# suspended cable tension



## ngandy1000 (Jul 28, 2006)

a coworker asked me if i knew how to select a steel cable that will be suspended at different elevations and calculate the tension caused by its own weight. i said that i didn't and felt really stupid even though my specialty was water resources. does anyone here know how to do this?


----------



## NSEARCH (Jul 28, 2006)

If you know the weight (mass) of the material it would be equal to

W=m*g

g = gravity :cig:


----------



## ngandy1000 (Jul 28, 2006)

that was my first thought at well, but i think that's only true if the cable was just being hung from one end. i'm looking to select a cable thickness based on a certain distance and anchored at two elevations.


----------



## petermcc (Jul 28, 2006)

:brick:

This is a catenary problem. Here is a spreadsheet to calculate the tension in the cable.
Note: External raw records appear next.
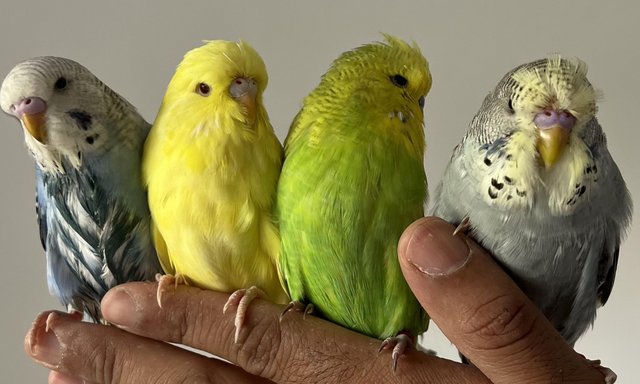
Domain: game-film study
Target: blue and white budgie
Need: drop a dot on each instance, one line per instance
(92, 209)
(534, 183)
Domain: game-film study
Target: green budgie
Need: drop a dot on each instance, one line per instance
(353, 179)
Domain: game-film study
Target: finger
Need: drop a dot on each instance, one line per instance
(482, 311)
(102, 354)
(295, 350)
(56, 377)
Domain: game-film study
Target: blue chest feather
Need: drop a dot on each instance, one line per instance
(92, 239)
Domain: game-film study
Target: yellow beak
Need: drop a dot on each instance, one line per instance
(249, 102)
(552, 142)
(34, 124)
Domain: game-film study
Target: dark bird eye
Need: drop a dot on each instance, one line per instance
(203, 89)
(399, 81)
(61, 83)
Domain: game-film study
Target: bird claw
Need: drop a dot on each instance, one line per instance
(306, 309)
(463, 227)
(241, 299)
(167, 280)
(610, 377)
(399, 344)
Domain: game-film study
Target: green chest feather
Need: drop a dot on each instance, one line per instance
(341, 212)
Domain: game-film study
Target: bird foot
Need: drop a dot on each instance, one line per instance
(610, 377)
(297, 306)
(399, 344)
(463, 227)
(241, 299)
(165, 281)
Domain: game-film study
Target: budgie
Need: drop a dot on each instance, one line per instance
(534, 183)
(353, 179)
(92, 209)
(211, 164)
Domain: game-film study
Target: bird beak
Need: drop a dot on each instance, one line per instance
(245, 91)
(551, 144)
(34, 124)
(31, 113)
(554, 130)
Chapter 41 in CERM has a little discussion on cables.

:MIG:


----------



## petermcc (Jul 28, 2006)

:suicide: the file.....CATENARY.XLS


----------



## EdinNO (Jul 28, 2006)

How did you attach the Excel file?

Was it similar to attaching a pic?

Ed


----------



## petermcc (Jul 29, 2006)

:thumbsup:

I used the file attachment box ....


----------



## ngandy1000 (Jul 31, 2006)

i think that was what i was looking for. did you make that spreadsheet yourself or is there a resource to get others like it? really appreciate it!


----------



## petermcc (Jul 31, 2006)

I got it off the internet.

:beerchug


----------